Tom dirigió la mirada a la puerta principal.
—Esto está bien protegido. Supongo que pensaba que aquí estaba a salvo, y quizá no quería que los guardaespaldas supieran lo que se traía entre manos. Los localizaremos y veremos qué nos dicen. De momento iré a ver cómo se las arregla Becky. Con esos buitres fuera, no sé cuánto tiempo podremos mantener la noticia alejada de los medios.
Tom bajó al sótano, donde Becky estaba sentada en un sofá bajo en una salita muy agradable destinada al descanso del personal, aferrando la mano de una mujer que con toda seguridad era la señora de la limpieza. Aunque no tuviera motivos para dudar de su angustia, Tom se dio cuenta de que disfrutaba de la atención. Un agente le estaba preparando una taza de té en la cocina contigua, y en la mesita había lo que parecía una copa de coñac.
Todavía llevaba puestos el abrigo y un gorro marrón de punto con una forma que Tom no había visto nunca. Le echó unos sesenta años. Becky le hablaba en un tono apaciguador. Tom decidió quedarse en segundo plano y dejarla trabajar.
—Beryl, nos ha ayudado mucho. Sé que esto ha debido de ser un golpe terrible para usted. Pero necesitamos localizar enseguida a lady Fletcher. ¿Se le ocurre alguna idea?

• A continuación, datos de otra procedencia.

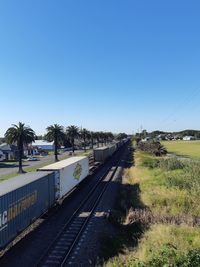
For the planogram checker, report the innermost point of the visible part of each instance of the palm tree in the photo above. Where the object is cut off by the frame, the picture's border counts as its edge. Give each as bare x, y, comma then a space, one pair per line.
96, 135
85, 134
72, 133
92, 136
21, 135
55, 133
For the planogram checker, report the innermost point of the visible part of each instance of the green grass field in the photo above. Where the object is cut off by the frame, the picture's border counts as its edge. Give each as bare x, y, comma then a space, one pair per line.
183, 148
162, 198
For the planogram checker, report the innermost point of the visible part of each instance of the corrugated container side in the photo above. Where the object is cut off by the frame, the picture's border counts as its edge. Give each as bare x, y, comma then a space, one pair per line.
101, 154
20, 207
72, 175
69, 176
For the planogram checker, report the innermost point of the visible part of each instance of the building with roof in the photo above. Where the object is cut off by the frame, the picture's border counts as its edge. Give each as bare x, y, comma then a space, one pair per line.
43, 145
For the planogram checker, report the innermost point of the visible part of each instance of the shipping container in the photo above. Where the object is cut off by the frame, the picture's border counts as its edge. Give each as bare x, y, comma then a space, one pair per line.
68, 173
112, 149
22, 200
101, 154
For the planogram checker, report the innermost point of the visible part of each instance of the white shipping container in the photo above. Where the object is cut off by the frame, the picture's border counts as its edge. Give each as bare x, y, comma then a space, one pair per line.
69, 173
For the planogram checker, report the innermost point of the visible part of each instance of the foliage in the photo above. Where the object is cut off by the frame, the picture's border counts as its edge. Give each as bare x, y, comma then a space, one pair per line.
72, 133
190, 149
56, 134
153, 147
22, 135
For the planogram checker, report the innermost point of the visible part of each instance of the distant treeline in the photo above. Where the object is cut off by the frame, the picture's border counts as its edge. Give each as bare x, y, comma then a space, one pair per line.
181, 134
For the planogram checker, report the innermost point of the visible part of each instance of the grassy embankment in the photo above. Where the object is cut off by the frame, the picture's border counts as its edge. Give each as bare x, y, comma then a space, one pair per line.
189, 149
161, 215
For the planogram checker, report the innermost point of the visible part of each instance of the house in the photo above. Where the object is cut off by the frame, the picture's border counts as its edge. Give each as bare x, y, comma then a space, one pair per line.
189, 138
42, 145
10, 151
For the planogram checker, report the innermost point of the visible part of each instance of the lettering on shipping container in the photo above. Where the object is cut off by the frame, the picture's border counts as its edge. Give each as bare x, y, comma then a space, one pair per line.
17, 208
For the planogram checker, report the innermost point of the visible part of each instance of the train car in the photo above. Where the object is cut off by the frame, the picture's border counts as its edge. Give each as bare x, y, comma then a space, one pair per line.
101, 154
112, 149
22, 200
68, 174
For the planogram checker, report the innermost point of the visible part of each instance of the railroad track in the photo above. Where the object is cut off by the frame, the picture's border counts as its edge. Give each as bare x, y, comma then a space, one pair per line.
59, 251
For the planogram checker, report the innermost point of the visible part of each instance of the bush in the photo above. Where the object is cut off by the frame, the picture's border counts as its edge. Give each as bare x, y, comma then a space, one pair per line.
153, 147
171, 164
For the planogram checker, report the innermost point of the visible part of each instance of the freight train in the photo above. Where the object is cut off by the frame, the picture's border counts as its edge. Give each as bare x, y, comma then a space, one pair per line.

A Tom le sorprendió oír el título. Había olvidado que Hugo Fletcher había sido nombrado caballero por sus obras benéficas. Nunca había estado muy al día de la lista de honor.
—Pobre Alexa. Quería muchísimo a su padre, ¿sabe usted?
—Beryl, no quiero atosigarla, pero no podemos notificárselo a Alexa sin habérselo dicho antes a lady Fletcher.
El hermoso rostro de Becky empezaba a teñirse de un tono rosa que Tom atribuyó a la frustración.
—Puede preguntarle a Rosie. Ella sabrá dónde está.
—¿Quién es Rosie? ¿Y dónde puedo encontrarla? —preguntó Becky, que empezaba a desesperarse.
—Rosie Dixon es una de las secretarias de sir Hugo; se encarga de las agendas y de las visitas. Su número está en la agenda roja del despacho. Llámela primero al móvil, porque conozco a Rosie y estará de compras en Harvey Nichols. Se pasa casi todo el día allí, que yo sepa. Nunca he entendido por qué le tolera él ese comportamiento.
Al percatarse del uso inadecuado del tiempo presente, el rostro de Beryl palideció. Pero no había tiempo para consolarla; Tom volvió a subir la escalera y se dirigió rápidamente a la oficina principal. Becky lo siguió, dejando al agente a cargo de Beryl.
—El número de Rosie Dixon… Lo tengo —dijo él al cabo de un par de minutos—. ¿Puedes llamar tú, Becky, y decirle que venga enseguida? Y pregúntale dónde podemos localizar a Laura Fletcher urgentemente.
Tom volvió a la parte delantera de la casa, donde el comisario hablaba con el policía que había llegado primero al escenario. A los pocos minutos salió un grito de la oficina.
—¡Hecho, señor! —dijo Becky desde la puerta blandiendo un papel—. Rosie viene hacia aquí, así que necesitamos a alguien para que hable con ella. También he descubierto dónde está lady Fletcher. Rosie dice que esta tarde regresa de su casa en Italia, y que llegará al aeropuerto de Stansted en cualquier momento. Tenemos que interceptarla.
Tom se detuvo un momento para poner al día al comisario, y luego siguió a Becky hasta la calle.
—Bien, podemos organizarnos en el coche. Tenemos que encontrarla antes de que salte la noticia.